How to Conquer Your Fear of Riding a New and Unknown Horse
Riding A New Horse
It can be very exciting. It can also be very intimidating - especially if somebody asks you to get on an animal a few minutes after seeing it for the first time.
Every horse has its own personality, and even a well trained animal has quirks that the rider needs to understand and work around. Sometimes those quirks can be physical, like a downhill build or a bouncy trot. Sometimes they can be mental.
When standing next to a horse you don't know, you can find your stomach sinking into your riding boots. How do you deal with this?
Ask the horse's owner if there's anything you should know about the horse. Some people will volunteer information, especially if it's important. For example, I've ridden horses that absolutely cannot ever be touched with a crop or a whip - that's important.

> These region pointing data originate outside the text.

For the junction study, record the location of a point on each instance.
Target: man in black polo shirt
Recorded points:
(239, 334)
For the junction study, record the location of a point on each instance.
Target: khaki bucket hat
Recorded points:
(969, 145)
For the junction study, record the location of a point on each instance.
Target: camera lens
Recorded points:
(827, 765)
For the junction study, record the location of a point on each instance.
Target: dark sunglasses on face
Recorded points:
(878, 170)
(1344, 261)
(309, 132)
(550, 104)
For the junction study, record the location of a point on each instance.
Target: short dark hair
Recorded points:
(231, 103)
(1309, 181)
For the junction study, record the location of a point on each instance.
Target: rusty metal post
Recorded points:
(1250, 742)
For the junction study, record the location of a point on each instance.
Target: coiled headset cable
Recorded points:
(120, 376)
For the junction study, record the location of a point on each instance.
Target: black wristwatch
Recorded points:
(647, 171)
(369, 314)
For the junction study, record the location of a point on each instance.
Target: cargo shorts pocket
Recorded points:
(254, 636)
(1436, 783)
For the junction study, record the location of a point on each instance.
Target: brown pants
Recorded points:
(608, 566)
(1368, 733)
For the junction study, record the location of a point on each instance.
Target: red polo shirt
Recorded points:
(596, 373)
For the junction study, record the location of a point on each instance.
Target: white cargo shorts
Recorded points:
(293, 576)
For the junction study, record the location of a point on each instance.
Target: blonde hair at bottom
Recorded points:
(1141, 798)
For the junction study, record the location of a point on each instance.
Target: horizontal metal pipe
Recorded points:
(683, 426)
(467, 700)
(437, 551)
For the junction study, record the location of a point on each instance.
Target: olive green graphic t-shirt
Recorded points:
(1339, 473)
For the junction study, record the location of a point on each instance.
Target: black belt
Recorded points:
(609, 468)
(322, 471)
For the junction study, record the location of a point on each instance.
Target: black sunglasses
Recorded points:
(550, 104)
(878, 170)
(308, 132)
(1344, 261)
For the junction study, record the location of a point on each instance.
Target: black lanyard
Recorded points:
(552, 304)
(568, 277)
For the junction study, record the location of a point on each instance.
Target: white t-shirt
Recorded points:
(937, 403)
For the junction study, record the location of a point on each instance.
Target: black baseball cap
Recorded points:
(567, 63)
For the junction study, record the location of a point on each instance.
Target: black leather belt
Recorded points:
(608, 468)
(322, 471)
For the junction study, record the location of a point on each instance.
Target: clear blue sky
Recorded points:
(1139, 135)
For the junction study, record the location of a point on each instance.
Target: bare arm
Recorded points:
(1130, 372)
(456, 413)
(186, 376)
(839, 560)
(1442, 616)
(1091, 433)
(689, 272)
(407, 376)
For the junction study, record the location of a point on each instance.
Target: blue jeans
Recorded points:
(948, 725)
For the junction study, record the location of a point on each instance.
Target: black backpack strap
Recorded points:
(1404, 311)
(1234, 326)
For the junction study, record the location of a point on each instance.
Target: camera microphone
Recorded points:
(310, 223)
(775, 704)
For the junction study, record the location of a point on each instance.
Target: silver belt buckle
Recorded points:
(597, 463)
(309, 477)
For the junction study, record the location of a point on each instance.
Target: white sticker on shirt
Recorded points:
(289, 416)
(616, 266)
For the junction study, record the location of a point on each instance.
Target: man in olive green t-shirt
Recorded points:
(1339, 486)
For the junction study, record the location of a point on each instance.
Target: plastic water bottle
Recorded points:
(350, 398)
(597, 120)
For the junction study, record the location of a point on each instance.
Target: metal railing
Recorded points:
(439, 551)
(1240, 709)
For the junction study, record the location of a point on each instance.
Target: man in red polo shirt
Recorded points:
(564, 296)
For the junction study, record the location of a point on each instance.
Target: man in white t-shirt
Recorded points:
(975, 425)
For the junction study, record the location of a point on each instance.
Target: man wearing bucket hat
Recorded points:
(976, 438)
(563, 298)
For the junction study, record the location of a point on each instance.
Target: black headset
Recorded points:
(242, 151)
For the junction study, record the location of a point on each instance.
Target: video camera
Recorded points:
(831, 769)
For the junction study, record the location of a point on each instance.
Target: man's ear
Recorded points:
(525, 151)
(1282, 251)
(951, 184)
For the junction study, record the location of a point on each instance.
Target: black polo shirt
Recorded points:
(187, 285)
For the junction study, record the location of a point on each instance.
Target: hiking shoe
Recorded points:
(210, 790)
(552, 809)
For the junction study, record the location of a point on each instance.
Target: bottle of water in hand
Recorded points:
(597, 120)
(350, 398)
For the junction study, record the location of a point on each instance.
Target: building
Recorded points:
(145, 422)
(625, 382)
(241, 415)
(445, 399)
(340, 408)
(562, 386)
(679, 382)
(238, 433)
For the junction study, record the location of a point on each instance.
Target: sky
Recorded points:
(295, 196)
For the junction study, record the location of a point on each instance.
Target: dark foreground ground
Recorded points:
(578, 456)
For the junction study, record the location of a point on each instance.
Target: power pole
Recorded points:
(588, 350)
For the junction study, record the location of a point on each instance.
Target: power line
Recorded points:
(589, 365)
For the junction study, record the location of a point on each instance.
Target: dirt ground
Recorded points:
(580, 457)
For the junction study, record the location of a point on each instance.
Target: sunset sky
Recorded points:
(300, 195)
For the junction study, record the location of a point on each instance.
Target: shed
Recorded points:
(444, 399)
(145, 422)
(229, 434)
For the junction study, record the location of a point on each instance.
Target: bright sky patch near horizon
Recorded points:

So are any physical limitations the animal might have, or how it reacts to other horses. We have a mare in the barn who hates to be "tailgated" and will kick any horse that comes too close to her. For some bizarre reason, she's even quicker to do so if the horse is pinto. (I also once knew a stallion who refused to cover pinto mares - horses can be very strange sometimes).
Trust The Owner
My trainer once asked me to get on her Warmblood. He's insured for 50k - more than most people's cars.
That's one time I was definitely intimidated about riding a strange horse. In fact, I almost chickened out. It's like somebody handing you the keys to their Ferrari, except this Ferrari has a mind of its own.
But I gave in because I trusted her, and if she ever gives me another chance to get on that beauty, I'm taking it, even if he was such a physically challenging ride ten minutes on him made me saddle sore (high end dressage horses are not easy to ride).
Of course, this doesn't work if you're on vacation and don't know the barn owner - so do your prep work. Don't be afraid to walk away from a strange barn if you don't like what you're seeing there.
One of the biggest things when riding is to always remember to breathe. The horse will notice if you aren't.
Breathing in rhythm with the horse's stride will really help you get the feel of a new horse and get "in sync" with them physically. It will also keep your heart rate down and ensure that if you are nervous, it won't be passed on to the horse.
Take It Slowly
Don't get on a strange horse and immediately start galloping and jumping. Even the professionals don't do that.
Warm up at the walk and trot if possible. Most places that take riders out on trail rides start the ride out at the walk to give everyone a chance to get the feel of their mounts (And, of course, some places never go past that gait anyway). Don't be afraid to try a few things until you find where the horse's buttons are. How much leg and hand do they like? How well do they neck rein?
Always check the brakes before leaving the arena or corral. You'll feel much better for knowing how much it takes to stop.
Wear A Helmet
(Not that you shouldn't anyway). Wearing your safety gear will help you feel more protected and relaxed. I've worn helmets when nobody else was - don't worry about being seen as a dork or, worse, a dude. In the end, you're the winner by protecting your head.
Finally, nobody is going to let you ride their horse if they don't think it's going to work out. If you're hiring the horse, then they have to worry about their reputation and liability. (Although I did experience one dramatic exception - a barn that put a total newbie on a horse that turned out to be a bucker. The man concerned never got on a horse again after I ponied him back to the barn. Some places don't seem to care - which is why you always do your homework). A barn with a good reputation will never put you on a horse they don't consider to be safe and suitable for your height, weight, and level of experience.